Gedichte und gekonnte Genre-Gängelung: Why? live in der Berliner Volksbühne
Gestern spielten Why? mit neuem Material in der Berliner Volksbühne.
„Beim Schreiben ist es wie mit der Prostitution. Zuerst macht man es aus Liebe, dann für ein paar Freunde und dann für Geld.“
Das Große Haus der Berliner Volksbühne öffnet dieser Tage des Öfteren seine Pforten für lyrische Hochformen. So erst vorgestern für Molière, dem auch das eben genannte Zitat zuzuschreiben ist. Sein „Don Juan“ gab es in einer Neuinszenierung auf eben genannter Bühne.
Heute wird es erneut schwere Brocken geben, diesmal österreichisch-ungarische Schreibkunst. Aufgeführt wird Ödön von Horváths „Liebe, Glaube, Hoffnung“. Aber genau in die Lücke, die der Tag dazwischen aufklaffen lässt, hat man einen anderen Künstler mit Wort-Jonglierereien gesetzt: Why? spielten gestern ihr Konzert in der Volksbühne.
Die groß aufgefahrenen Bühnenarrangements der Band verweisen auf ein höheres Inszenierungs-Budget.
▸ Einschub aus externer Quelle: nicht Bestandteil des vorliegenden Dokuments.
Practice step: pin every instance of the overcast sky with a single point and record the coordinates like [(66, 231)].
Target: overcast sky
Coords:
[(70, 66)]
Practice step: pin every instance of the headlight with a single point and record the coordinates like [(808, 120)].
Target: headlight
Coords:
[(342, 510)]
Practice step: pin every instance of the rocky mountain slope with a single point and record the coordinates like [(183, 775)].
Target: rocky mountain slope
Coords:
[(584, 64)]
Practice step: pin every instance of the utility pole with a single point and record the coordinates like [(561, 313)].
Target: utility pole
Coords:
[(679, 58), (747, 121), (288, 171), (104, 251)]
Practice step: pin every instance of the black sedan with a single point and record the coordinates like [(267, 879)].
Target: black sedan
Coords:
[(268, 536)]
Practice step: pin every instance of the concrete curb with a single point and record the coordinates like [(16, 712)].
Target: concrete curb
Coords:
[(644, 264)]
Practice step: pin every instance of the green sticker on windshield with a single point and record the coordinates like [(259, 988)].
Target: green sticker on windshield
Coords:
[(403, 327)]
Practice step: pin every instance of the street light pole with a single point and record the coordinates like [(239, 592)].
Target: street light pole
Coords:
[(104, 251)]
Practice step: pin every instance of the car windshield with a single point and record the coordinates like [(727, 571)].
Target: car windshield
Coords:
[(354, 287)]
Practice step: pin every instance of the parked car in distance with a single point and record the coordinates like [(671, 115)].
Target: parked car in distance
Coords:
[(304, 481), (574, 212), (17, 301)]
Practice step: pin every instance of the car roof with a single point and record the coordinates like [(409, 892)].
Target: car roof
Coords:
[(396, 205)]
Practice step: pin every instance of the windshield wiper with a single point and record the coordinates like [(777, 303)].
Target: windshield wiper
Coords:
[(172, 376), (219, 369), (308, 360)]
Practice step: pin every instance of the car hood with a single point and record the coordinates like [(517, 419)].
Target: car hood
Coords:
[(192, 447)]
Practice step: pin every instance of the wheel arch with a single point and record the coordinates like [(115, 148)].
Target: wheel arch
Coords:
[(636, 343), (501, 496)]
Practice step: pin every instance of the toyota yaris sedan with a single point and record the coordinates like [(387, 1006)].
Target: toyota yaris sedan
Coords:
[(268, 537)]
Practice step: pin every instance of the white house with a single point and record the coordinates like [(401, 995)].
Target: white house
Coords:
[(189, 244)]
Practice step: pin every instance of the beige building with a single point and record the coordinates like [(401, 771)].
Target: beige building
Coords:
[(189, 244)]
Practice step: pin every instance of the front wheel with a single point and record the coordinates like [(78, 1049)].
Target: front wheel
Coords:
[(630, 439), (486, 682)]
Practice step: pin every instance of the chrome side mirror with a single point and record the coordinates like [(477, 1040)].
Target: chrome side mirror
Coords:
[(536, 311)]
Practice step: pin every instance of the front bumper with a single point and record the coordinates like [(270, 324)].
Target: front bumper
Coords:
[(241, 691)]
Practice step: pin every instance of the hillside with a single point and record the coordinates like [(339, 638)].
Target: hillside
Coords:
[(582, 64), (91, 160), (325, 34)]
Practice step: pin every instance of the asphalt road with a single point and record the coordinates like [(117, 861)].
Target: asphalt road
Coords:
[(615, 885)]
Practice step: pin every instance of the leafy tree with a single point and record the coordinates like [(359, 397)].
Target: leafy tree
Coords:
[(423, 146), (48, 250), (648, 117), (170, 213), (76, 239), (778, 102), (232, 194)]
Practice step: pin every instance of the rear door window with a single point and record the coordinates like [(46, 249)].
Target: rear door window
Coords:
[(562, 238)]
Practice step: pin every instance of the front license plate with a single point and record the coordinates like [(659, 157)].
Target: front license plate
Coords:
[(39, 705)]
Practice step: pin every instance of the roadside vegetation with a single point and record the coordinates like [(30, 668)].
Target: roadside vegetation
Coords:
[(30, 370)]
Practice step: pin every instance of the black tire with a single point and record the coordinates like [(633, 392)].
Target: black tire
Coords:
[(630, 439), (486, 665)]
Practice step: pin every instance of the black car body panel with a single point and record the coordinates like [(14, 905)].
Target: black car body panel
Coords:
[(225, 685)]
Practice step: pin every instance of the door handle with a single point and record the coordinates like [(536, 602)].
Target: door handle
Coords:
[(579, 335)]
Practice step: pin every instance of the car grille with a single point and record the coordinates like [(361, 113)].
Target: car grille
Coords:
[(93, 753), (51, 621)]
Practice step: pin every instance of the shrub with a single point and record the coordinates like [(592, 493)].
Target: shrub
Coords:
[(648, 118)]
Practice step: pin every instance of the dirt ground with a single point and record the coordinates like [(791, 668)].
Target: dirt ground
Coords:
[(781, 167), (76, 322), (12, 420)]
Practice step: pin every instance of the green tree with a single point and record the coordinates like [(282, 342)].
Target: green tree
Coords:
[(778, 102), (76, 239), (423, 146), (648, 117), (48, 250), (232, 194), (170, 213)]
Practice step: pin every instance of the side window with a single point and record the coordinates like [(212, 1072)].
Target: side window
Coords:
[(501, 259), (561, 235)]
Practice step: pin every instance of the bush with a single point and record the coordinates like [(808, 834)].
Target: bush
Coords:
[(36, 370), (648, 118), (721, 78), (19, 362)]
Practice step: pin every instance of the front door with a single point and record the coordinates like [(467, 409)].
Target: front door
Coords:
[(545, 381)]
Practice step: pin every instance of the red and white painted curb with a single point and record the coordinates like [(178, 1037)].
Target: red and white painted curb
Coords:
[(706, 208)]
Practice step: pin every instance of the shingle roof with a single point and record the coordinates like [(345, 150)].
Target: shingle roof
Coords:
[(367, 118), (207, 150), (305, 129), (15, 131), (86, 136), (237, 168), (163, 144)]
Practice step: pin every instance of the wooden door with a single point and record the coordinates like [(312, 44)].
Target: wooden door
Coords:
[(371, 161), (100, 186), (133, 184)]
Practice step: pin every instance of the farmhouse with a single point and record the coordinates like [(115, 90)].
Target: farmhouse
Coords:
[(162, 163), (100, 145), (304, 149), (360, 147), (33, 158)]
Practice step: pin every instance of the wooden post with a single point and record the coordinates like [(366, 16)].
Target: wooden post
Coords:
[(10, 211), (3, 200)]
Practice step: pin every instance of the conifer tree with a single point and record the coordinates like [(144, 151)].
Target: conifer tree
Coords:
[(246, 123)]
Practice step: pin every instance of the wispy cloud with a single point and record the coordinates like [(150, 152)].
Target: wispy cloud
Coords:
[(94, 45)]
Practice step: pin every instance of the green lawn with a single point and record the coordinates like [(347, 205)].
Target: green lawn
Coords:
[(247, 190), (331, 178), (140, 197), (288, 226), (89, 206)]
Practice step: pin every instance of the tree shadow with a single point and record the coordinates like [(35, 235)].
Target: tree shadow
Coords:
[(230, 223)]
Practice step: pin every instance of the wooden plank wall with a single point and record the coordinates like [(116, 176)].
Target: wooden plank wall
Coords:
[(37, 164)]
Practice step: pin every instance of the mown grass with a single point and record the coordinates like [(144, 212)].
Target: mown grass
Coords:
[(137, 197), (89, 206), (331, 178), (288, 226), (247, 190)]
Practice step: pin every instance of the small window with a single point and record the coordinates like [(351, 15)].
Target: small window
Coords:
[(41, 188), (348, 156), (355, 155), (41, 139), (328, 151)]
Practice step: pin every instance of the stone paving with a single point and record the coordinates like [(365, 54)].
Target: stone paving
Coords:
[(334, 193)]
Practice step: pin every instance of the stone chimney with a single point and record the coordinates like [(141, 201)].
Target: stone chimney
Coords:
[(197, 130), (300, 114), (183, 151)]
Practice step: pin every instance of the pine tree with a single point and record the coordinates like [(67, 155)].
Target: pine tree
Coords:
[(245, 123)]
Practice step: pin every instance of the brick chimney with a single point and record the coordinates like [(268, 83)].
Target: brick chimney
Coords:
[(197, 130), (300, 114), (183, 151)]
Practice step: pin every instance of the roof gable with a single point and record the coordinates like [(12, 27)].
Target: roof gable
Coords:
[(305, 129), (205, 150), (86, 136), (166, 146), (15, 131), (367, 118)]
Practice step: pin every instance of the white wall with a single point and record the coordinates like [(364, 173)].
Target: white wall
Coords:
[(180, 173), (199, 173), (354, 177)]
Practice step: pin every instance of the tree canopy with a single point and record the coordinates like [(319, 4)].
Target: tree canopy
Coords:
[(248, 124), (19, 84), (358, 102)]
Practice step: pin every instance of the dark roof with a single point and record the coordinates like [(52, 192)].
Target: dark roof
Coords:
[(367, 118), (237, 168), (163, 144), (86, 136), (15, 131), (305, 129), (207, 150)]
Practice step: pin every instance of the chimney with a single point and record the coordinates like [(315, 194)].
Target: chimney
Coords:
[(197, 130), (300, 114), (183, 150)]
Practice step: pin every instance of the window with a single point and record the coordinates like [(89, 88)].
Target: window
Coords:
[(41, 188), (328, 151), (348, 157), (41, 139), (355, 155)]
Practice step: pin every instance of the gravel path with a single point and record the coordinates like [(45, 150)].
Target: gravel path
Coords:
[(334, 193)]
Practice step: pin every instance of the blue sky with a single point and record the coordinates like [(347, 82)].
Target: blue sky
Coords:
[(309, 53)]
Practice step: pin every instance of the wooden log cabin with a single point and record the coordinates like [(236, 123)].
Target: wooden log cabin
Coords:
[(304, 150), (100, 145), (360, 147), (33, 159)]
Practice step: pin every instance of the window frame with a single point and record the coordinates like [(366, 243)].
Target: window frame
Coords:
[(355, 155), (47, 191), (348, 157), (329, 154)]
So erblickt man gleich zwei instrumentale Bastarde aus Schlagzeug, Xylophon und Klangholz, die zusammen mit Synthesizer und der Bassgitarre den schaukelnden Beat für die gekonnt vorgetragenen Rap-Einlagen Yoni Wolfs vorgeben. Die verqueren Texte dazu sind schon lange Markenzeichen der Band und bieten einigen Interpretationsspielraum. Aus welchen Gründen Wolf die Songs dann auch vorträgt, sei es aus oben schon erwähnter Herzenssache, Freundschaft oder Geldgründen, bleibt dahin gestellt. Schön ist das auf jeden Fall schon.
Groß geschrieben ist aber sicherlich auch die Freude am Genre-Mix. Diesen erwähnt Molière zwar nicht in obigem Zitat, dennoch vermischte dieser zu seiner Zeit Komödie und Tragödie zu einer funktionierenden Bühnenkomposition.
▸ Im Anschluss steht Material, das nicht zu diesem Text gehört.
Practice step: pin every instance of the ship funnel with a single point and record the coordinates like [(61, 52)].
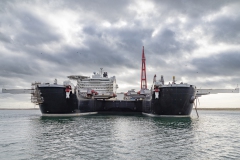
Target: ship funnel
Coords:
[(174, 81)]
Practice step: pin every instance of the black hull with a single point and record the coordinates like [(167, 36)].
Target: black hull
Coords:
[(171, 101), (55, 101), (176, 101)]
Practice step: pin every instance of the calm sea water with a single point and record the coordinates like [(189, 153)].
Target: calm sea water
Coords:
[(25, 134)]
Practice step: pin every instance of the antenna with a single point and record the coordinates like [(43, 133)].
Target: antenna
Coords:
[(143, 72)]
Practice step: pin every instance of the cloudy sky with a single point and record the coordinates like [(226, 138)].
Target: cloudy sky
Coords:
[(196, 41)]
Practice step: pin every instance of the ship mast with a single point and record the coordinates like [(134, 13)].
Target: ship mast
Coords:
[(143, 72)]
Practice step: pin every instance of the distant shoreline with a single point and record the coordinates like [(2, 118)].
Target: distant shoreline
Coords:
[(218, 109), (224, 109)]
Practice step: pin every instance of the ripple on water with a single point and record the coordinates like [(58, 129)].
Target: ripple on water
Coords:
[(27, 135)]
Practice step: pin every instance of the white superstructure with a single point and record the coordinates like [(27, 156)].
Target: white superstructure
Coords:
[(97, 87)]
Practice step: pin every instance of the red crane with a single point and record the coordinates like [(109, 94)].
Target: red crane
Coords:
[(143, 72)]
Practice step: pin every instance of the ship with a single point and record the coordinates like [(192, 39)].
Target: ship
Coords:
[(170, 99), (91, 95), (98, 94)]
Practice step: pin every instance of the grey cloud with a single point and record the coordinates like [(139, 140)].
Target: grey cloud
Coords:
[(227, 63)]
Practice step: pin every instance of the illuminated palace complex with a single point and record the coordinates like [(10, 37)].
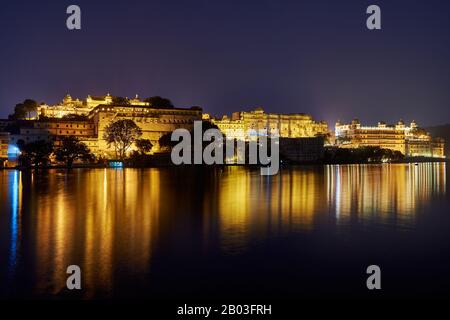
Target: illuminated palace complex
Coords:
[(302, 136), (243, 124), (87, 120), (410, 140)]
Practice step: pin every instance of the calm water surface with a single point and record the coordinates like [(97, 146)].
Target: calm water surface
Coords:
[(211, 233)]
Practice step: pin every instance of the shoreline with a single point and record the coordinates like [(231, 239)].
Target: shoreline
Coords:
[(282, 165)]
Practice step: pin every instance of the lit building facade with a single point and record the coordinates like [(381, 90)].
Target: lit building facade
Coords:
[(286, 125), (4, 143), (411, 140), (70, 106), (154, 122)]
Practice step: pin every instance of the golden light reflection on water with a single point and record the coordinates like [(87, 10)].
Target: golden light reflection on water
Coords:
[(100, 216), (300, 199), (111, 221)]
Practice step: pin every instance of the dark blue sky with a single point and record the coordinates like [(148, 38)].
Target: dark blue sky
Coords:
[(312, 56)]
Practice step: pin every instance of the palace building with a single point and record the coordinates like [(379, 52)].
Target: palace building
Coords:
[(154, 122), (70, 106), (4, 143), (88, 119), (411, 140), (243, 123)]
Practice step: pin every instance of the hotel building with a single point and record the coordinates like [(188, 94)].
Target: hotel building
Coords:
[(411, 140)]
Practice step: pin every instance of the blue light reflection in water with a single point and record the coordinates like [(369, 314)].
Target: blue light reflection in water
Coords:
[(14, 219)]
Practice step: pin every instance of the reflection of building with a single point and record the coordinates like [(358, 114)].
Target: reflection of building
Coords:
[(154, 122), (288, 125), (409, 140), (4, 142)]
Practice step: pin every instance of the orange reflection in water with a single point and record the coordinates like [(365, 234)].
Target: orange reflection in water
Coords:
[(110, 221), (96, 217), (298, 199)]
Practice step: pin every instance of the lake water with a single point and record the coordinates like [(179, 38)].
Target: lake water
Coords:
[(310, 231)]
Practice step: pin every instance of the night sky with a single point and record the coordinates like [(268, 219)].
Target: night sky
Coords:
[(312, 56)]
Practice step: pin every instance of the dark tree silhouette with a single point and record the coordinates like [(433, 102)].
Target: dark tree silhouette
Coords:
[(72, 149), (122, 134)]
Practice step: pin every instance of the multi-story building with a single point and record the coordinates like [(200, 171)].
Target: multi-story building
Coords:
[(233, 129), (411, 141), (70, 106), (4, 143), (286, 125), (154, 122)]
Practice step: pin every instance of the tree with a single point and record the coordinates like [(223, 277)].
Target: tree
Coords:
[(120, 100), (166, 142), (144, 145), (37, 153), (122, 134), (25, 109), (159, 102), (72, 149)]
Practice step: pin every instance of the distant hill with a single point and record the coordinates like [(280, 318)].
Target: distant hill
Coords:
[(442, 131)]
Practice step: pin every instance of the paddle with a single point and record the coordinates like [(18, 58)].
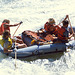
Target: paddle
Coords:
[(17, 28), (71, 28), (15, 43), (63, 19)]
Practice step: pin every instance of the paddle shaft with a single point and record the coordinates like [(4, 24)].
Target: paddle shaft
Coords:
[(16, 29), (71, 25), (15, 55)]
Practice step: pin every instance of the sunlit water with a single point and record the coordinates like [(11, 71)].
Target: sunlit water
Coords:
[(34, 13)]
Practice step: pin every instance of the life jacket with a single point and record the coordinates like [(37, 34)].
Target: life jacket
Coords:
[(48, 27), (2, 29), (60, 32), (55, 32), (2, 41)]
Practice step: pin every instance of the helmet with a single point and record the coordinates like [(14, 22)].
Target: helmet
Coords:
[(51, 21), (65, 22)]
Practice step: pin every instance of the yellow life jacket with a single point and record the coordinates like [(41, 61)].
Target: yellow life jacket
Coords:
[(3, 41)]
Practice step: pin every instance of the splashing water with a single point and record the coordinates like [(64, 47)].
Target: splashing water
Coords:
[(34, 13)]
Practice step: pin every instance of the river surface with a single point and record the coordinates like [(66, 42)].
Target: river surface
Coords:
[(34, 14)]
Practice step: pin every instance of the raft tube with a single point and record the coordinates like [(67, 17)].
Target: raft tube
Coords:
[(40, 49)]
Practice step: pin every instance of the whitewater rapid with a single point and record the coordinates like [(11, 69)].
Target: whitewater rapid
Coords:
[(34, 13)]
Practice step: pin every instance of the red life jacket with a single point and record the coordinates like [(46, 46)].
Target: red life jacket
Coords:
[(60, 32), (56, 29), (0, 31), (3, 28), (48, 27)]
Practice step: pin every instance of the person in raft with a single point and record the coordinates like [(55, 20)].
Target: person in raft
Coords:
[(49, 27), (6, 25), (6, 42), (63, 33)]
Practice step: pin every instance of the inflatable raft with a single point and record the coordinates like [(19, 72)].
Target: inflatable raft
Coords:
[(34, 50), (40, 49)]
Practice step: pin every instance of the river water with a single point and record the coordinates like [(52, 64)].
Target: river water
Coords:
[(34, 13)]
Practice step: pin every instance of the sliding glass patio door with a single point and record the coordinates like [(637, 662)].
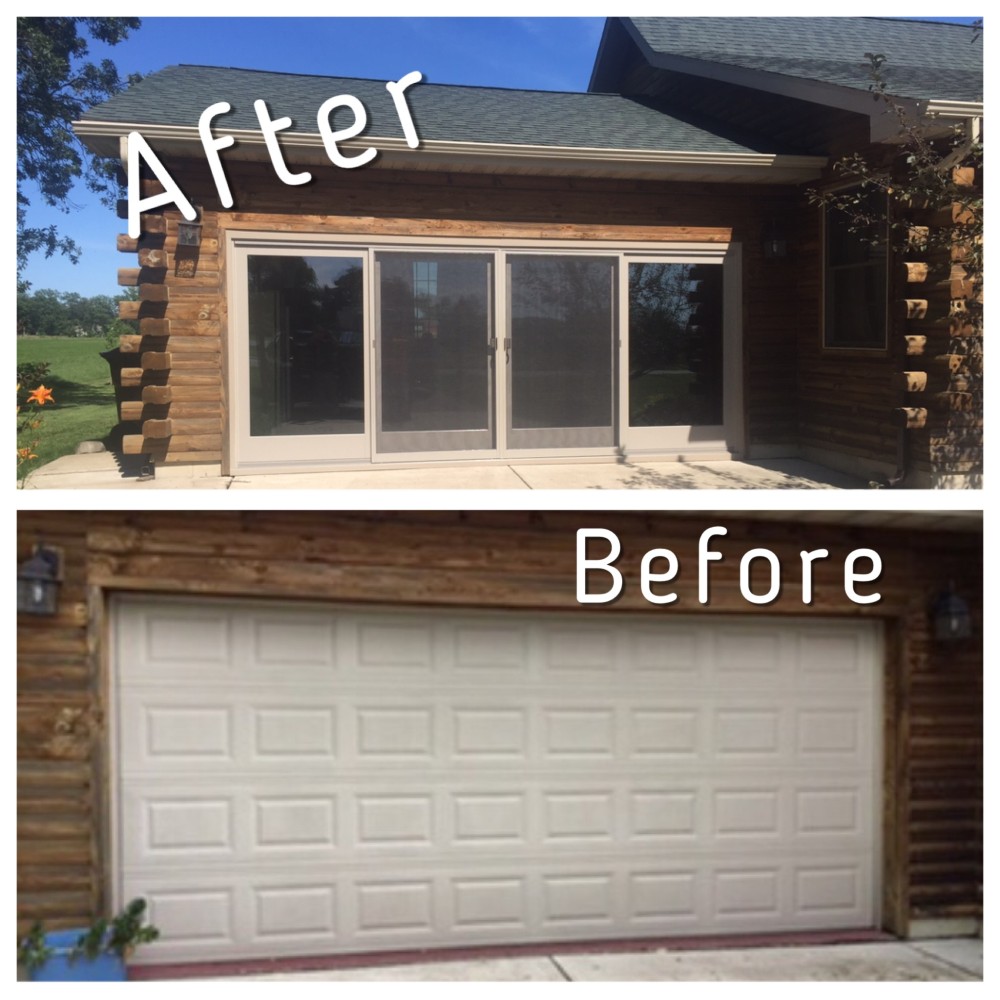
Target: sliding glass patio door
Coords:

Why? tun es dem Schriftsteller nach, wenn auch nach vollkommen anderer Spielart. So verschmelzen bei der Kombo Stilrichtungen, die sich irgendwo doch mal konträr gegenüber standen. In „Strawberries“, Auskopplung aus dem neuesten Longplayer „Mumps, etc.“, wird das dann gleich in zweiter „Szene“ eindrucksvoll bewiesen.
Mit Xylophon und Rasseln schießt man hier erst in Richtung Indie-Pop, hat dann auch die passenden choralen Einflüsse parat, pfeift tatsächlich live, und lässt den Hauptdarsteller Yoni Wolf als tanzende und nasal-singende Marionette agieren, der sich absolut synchron zu der Soundkulisse präsentiert.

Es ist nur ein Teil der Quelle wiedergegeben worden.